Open Aadithya-J opened 3 months ago
github-actions[bot]
commented
3 months ago Hello Aadithya-J, Thanks for opening an issue, your contribution is valuable to us. The maintainers will review this issue and provide feedback as soon as possible.
Aadithya-J
commented
3 months ago I would like to work on this myself using the api of hCaptcha or reCaptcha. Can you assign this to me under gssoc 24.
thestarsahil
commented
3 months ago Thank you for pointing out this security concern. It's crucial that our captcha system is robust enough to prevent bot attacks. The current text-based captcha system indeed seems to have a vulnerability as it can be viewed by inspecting the webpage. We will prioritize addressing this issue and consider implementing a more secure captcha system, such as image-based or interactive captchas. Your vigilance in ensuring the security of our website is greatly appreciated.
Aadithya-J
commented
3 months ago @thestarsahil how are you using the environment variables it seems like npm cannot resolve vite-plugin-dotenv. i have to use .env for the sitekey and secret key for reCaptcha.
hereisSwapnil
commented
3 months ago @thestarsahil how are you using the environment variables it seems like npm cannot resolve vite-plugin-dotenv. i have to use .env for the sitekey and secret key for reCaptcha.

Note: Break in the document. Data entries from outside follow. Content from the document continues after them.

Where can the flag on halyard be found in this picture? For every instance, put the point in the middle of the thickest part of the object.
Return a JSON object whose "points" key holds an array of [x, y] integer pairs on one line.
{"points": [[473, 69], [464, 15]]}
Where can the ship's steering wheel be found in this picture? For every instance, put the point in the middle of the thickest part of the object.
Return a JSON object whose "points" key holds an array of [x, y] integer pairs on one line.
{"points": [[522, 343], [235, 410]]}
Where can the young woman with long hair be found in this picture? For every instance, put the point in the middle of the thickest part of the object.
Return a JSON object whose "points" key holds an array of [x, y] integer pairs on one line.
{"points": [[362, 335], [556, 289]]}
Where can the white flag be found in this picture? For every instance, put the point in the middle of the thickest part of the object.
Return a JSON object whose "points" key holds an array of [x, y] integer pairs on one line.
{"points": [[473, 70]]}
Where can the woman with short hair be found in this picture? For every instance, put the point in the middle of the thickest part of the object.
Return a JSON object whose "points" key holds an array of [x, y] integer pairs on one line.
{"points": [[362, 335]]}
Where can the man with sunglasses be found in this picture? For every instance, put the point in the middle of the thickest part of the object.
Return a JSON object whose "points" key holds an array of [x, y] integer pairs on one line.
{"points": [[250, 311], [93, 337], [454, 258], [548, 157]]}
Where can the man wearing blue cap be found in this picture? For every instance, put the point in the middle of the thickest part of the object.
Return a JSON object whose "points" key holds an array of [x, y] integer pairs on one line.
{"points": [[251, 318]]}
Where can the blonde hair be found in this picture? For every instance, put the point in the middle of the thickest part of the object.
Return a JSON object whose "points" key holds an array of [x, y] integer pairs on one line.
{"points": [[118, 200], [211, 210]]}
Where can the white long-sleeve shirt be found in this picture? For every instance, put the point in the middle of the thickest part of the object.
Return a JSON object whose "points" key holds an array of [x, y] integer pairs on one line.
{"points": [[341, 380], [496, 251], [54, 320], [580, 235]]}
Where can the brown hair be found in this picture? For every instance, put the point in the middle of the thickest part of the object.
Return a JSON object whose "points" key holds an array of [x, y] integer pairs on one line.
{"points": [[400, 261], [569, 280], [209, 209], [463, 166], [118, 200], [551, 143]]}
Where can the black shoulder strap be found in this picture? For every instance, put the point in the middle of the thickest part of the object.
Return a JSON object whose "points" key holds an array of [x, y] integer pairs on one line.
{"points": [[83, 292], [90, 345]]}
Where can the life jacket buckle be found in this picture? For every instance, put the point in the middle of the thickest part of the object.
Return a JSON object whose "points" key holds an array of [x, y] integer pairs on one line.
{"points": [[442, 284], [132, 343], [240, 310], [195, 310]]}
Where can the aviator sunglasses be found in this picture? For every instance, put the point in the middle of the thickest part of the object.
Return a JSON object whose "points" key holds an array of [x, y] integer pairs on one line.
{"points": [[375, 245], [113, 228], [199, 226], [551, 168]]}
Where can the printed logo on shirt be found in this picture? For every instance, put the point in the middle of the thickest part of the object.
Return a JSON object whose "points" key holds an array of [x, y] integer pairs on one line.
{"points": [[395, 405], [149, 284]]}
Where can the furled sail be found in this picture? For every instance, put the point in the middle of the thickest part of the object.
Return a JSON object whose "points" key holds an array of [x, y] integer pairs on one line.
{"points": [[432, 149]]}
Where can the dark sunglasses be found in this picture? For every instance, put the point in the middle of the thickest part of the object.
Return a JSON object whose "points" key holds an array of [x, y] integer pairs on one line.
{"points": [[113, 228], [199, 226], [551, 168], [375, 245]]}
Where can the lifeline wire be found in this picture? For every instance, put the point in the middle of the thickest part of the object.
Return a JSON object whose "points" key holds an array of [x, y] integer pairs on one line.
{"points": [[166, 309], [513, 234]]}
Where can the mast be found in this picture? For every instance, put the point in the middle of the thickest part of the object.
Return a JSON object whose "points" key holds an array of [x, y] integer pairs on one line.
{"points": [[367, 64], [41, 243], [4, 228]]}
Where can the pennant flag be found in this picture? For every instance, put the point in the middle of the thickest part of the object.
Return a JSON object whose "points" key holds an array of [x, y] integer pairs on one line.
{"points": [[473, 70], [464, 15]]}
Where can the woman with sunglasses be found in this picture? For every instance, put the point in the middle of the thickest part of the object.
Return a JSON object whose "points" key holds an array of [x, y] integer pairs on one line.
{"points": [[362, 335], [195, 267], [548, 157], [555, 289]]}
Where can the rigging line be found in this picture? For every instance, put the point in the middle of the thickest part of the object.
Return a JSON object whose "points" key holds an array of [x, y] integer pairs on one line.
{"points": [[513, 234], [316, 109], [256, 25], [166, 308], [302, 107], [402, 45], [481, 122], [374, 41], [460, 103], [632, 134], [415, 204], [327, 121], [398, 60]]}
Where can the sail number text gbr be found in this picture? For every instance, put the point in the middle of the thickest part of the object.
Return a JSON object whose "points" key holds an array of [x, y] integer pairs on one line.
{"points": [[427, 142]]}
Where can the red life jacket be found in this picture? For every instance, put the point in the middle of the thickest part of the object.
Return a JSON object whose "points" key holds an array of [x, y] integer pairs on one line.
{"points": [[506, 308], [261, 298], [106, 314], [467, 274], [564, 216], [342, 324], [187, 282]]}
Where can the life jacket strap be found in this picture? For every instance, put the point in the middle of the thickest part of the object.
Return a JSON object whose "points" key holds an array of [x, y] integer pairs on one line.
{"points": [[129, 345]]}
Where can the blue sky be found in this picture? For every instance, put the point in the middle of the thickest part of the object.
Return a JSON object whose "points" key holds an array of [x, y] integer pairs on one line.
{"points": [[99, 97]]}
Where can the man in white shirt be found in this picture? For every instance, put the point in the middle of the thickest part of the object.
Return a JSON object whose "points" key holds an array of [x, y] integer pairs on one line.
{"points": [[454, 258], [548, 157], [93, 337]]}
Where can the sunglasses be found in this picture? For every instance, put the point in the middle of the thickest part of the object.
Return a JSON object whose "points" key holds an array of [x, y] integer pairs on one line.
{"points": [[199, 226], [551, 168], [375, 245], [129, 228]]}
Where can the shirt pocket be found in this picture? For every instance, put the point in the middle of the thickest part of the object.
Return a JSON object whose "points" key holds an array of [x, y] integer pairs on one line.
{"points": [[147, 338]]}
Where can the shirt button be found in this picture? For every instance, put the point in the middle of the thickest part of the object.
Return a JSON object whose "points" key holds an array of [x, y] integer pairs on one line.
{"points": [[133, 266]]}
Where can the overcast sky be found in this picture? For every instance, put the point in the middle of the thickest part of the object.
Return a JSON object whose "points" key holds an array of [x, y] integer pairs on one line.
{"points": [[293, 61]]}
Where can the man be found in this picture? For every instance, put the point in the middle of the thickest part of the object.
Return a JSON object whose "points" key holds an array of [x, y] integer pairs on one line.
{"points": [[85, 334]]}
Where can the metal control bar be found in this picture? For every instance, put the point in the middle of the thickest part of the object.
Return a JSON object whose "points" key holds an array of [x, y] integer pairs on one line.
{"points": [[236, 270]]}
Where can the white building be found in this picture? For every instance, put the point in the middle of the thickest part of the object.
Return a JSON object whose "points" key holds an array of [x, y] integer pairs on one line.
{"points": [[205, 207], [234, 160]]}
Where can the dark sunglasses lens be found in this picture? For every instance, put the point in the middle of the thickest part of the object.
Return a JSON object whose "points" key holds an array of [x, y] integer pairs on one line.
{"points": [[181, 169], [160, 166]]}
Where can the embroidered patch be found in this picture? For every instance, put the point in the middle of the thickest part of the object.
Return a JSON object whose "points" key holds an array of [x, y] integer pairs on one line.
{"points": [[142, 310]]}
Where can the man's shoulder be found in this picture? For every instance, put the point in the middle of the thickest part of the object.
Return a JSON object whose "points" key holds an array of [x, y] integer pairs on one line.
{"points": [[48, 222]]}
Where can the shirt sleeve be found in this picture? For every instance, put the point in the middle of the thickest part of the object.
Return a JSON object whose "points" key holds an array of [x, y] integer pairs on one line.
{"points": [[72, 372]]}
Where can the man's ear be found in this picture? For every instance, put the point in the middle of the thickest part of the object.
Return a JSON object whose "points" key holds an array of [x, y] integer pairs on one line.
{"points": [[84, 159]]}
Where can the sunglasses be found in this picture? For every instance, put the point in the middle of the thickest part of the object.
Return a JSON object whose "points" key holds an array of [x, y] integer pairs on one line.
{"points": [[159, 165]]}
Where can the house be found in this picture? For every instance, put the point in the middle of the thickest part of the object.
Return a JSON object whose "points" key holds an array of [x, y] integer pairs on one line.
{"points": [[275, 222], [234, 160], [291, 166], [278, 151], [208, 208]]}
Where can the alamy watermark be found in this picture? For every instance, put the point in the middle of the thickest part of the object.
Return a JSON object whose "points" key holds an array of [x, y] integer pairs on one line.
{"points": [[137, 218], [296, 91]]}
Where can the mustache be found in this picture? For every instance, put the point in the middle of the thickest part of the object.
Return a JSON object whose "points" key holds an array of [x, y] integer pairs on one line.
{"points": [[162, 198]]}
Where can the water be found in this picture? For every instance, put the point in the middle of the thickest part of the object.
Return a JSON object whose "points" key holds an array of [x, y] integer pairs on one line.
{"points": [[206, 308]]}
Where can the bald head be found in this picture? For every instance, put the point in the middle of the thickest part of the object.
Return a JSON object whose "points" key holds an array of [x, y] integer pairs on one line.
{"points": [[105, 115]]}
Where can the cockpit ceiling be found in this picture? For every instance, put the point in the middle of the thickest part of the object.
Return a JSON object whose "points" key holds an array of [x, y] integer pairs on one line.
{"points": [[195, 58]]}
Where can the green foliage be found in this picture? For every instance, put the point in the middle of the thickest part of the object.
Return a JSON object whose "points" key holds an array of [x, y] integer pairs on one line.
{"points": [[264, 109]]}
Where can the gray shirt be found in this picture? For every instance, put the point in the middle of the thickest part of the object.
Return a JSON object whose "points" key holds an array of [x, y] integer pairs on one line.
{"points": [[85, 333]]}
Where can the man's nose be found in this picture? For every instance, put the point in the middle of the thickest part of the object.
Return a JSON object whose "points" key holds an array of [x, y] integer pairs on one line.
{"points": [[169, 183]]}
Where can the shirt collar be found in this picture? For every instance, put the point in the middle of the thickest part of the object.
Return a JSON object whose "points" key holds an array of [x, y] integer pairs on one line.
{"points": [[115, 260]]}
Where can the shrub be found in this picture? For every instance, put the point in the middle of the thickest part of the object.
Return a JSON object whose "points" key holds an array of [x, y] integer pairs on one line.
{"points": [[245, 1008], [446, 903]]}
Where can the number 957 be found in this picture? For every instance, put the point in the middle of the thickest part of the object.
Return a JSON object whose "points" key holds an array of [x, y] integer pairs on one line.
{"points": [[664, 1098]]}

Hey, if you are facing issues with .env file
Try to make a .env file in the root directory of the project
Then add environment secrets in CAPS EXAMPLE ''' VITE_SECRET = abc '''
And now you are ready to import it from your vite app ''' import.meta.env.VITE_SECRET '''
Note : VITE_... is important to write in the beginning of each env variable
Just ping me if you could not fix it
Aadithya-J
commented
3 months ago Thank you, I managed to make it work, but it seems that implementing hCaptcha or reCaptcha v2 requires backend . I'm not sure what i should do.
Pranali3103
commented
3 months ago Hi @Aadithya-J I would like to work on this issue.
hereisSwapnil
commented
3 months ago @Pranali3103 Please give clear idea on how you will work on this ?
Pranali3103
commented
3 months ago Yeah sure
Pranali3103
commented
3 months ago I'll use two approaches : 1)Move CAPTCHA Generation to the Server: Generate the CAPTCHA on the server-side and send it to the client. so that , client never has the generation logic or the CAPTCHA value itself. 2)Hash and Compare CAPTCHA on the Server: Store a hashed version of the CAPTCHA text on the server and compare the user input with the hashed value to verify correctness. using sha-512 algorithm or any other hashing algorithm
Pranali3103
commented
3 months ago Can you please assign me this.
hereisSwapnil
commented
3 months ago You then need to set up the server as well and remove unnecessary files from there
@thestarsahil Please assign @Pranali3103
Pranali3103
commented
3 months ago I could not find the backend part of login ?
Pranali3103
commented
3 months ago Okay I'll make the server side and work on files likewise .
thestarsahil
commented
3 months ago @Pranali3103 Good to go !
Pranali3103
commented
3 months ago I have added done changes ,please review it
Is your feature request related to a problem? Please describe. The captcha in the sign up page is simple text. It can viewed just by inspecting the webpage. This makes to website vulnerable to bot attacks.
Describe the solution you'd like I would like to change it to using a captcha api like hcaptcha or reCaptcha.